I just recently complained here about how I hate the power and unpredictability that Google has over the viability of other people's projects - many websites rely on advertising income and the majority of their traffic is from Google, so if Google unexptectedly changes its algorithm and they lose 60% of traffic overnight (happened recently), they either quickly change their monetization model or die. Really bad situation.
But Google got us into this situation in the first place! The business model of "Google will lead users into my website so that I can serve them ads" with content being secondary is a direct result of that. And it's not a good model, in many ways it sucks for the user, it's what created blogspam, clickbait headlines, articles that hide their most important piece of information around the bottom third of the text and lots of other shit.

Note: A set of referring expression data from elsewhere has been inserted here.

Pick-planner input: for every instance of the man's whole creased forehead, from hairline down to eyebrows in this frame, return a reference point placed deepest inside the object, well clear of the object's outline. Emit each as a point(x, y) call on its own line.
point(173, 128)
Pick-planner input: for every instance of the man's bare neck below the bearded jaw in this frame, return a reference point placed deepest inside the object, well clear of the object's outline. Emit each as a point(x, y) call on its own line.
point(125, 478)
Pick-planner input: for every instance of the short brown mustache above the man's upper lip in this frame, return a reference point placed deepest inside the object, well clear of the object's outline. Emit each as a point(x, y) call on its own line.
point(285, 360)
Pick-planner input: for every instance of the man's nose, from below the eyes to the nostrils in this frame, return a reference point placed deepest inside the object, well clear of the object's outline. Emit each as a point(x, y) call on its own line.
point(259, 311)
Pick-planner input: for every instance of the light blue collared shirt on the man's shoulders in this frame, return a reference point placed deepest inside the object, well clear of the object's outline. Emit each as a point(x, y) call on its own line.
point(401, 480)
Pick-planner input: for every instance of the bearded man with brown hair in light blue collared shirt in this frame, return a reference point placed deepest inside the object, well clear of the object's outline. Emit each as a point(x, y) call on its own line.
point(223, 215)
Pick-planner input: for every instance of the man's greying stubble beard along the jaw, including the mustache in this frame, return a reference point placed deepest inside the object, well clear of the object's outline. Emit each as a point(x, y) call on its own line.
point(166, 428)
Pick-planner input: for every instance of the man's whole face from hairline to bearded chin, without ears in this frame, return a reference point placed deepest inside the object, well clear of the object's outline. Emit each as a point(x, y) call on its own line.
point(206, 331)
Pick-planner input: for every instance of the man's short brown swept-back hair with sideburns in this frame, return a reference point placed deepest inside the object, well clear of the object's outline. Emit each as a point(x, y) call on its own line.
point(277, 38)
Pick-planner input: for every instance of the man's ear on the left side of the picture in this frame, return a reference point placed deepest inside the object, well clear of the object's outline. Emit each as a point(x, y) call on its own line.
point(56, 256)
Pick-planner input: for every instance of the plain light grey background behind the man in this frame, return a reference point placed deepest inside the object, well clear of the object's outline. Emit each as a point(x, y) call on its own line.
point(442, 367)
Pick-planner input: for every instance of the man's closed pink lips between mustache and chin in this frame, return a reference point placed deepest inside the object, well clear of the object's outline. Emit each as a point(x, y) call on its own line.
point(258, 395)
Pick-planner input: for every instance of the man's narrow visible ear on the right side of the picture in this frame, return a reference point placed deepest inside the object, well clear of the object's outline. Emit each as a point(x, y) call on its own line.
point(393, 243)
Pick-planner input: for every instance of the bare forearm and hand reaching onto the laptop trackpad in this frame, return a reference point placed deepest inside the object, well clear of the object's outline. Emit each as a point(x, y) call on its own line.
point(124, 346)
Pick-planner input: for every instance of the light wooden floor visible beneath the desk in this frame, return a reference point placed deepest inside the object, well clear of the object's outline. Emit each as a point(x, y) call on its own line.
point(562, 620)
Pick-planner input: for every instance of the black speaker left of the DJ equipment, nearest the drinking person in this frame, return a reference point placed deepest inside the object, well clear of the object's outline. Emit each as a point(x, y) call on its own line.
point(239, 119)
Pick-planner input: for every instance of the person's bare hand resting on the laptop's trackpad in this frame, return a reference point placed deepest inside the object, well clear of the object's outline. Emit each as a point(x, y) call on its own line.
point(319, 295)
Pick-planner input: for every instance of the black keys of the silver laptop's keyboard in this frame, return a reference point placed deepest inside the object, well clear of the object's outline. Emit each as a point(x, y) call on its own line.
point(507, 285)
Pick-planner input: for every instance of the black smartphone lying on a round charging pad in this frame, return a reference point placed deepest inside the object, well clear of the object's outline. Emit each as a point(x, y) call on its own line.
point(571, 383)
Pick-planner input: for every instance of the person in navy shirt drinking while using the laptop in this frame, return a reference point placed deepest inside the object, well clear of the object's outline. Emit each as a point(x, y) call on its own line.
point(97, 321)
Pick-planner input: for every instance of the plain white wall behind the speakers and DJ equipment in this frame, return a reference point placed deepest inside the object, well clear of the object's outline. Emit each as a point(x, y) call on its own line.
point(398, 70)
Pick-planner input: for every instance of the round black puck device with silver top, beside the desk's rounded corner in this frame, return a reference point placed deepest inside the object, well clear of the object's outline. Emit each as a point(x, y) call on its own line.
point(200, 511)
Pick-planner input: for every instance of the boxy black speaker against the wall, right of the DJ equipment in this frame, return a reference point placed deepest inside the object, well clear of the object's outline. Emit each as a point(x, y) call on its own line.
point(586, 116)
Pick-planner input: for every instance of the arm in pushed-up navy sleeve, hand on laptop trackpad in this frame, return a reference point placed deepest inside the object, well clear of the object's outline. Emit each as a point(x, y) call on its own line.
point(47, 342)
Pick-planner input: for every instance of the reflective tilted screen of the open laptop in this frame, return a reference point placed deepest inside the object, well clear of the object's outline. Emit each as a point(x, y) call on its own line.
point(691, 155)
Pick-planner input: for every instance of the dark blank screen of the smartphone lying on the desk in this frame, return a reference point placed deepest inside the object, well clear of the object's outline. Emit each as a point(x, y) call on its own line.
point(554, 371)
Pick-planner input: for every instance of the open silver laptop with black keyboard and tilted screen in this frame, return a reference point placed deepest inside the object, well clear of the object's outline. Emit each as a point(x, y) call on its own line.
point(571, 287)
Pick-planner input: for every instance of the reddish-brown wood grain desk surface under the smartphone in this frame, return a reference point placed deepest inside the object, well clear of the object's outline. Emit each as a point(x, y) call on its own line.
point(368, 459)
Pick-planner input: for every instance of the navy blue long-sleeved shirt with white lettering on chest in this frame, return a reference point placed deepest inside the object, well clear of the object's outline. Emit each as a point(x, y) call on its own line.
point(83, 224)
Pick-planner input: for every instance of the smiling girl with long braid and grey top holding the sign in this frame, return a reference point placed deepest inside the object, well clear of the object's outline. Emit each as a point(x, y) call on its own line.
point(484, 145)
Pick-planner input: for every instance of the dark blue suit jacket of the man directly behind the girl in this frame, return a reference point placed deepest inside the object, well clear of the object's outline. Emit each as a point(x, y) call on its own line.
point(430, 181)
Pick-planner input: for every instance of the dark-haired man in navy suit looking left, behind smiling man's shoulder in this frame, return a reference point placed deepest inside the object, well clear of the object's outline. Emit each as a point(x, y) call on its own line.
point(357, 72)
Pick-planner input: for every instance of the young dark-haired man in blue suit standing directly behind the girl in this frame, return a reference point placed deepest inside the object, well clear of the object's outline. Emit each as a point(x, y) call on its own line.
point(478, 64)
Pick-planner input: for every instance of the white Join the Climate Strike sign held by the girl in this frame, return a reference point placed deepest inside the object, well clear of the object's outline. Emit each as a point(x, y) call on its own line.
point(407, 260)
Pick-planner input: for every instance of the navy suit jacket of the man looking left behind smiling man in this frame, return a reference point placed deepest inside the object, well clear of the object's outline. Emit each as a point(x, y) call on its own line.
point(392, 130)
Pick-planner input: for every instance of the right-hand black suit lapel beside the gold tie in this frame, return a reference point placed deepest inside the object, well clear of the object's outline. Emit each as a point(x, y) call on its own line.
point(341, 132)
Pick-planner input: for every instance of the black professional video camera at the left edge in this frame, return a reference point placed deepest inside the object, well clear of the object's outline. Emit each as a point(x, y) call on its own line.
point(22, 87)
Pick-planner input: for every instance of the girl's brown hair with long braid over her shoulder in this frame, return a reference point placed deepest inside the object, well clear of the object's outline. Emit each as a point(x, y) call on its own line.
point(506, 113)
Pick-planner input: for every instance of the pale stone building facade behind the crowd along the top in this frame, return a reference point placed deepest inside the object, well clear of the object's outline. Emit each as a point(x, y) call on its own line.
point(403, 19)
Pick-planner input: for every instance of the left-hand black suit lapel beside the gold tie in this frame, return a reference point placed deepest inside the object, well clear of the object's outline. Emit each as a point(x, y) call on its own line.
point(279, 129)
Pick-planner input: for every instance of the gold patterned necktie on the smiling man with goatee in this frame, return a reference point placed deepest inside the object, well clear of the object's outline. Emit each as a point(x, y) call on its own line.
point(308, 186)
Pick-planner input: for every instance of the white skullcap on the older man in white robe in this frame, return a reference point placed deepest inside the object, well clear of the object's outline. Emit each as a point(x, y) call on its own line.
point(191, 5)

Paywalls reduce the need to rely on some of these shitty approaches and force the users to actually think about what quality of content they want to spend money on. As long as the "serving ads to google users" model works, there are going to be many free shitty alternatives to paid services, but if the move towards AI search pushes most of those out of the market as a side effect, it could undoubtedly have some positive effects.
I think it will depends on how well websites are able to defend their rights in courts.
There have been a lengthy legal battle between Google and news publishers that rested on the fact that Google wasn't allowed to use the full title, snippet and images of news article in the search result page or on Google News without properly remunerating the publishers (https://www.medialaws.eu/google-vs-publishers-french-competition-authority-weighs-in-on-the-online-use-of-press-publications-also-in-ai-systems-with-a-decision-on-the-verge-of-antitrust-and-copyright/). This was based on a French law implementing EU directive n°2019/790, so it's likely that similar outcomes will be possible in most EU countries.
While most of this legal battle predates LLMs becoming mainstream, I would find it very surprising if the same court would find it acceptable for AIs to scrape and summarize news articles (or any other copyrighted content, really) without proper compensation to the right holders. The decision only mentioned the use of news articles for training and found it problematic only in the sense that Google wasn't transparent about that behavior and the court didn't say anything about the behavior itself.
I think the case of news article is a bit special in the sense that people are likely to only look at the headline and snippet to get enough information, while this is less likely for other types of contents.
I expect that AI companies will have to start paying some websites to get access for queries done by ther paid users. Since they charge a subscription fee, they can afford to pass some of it along.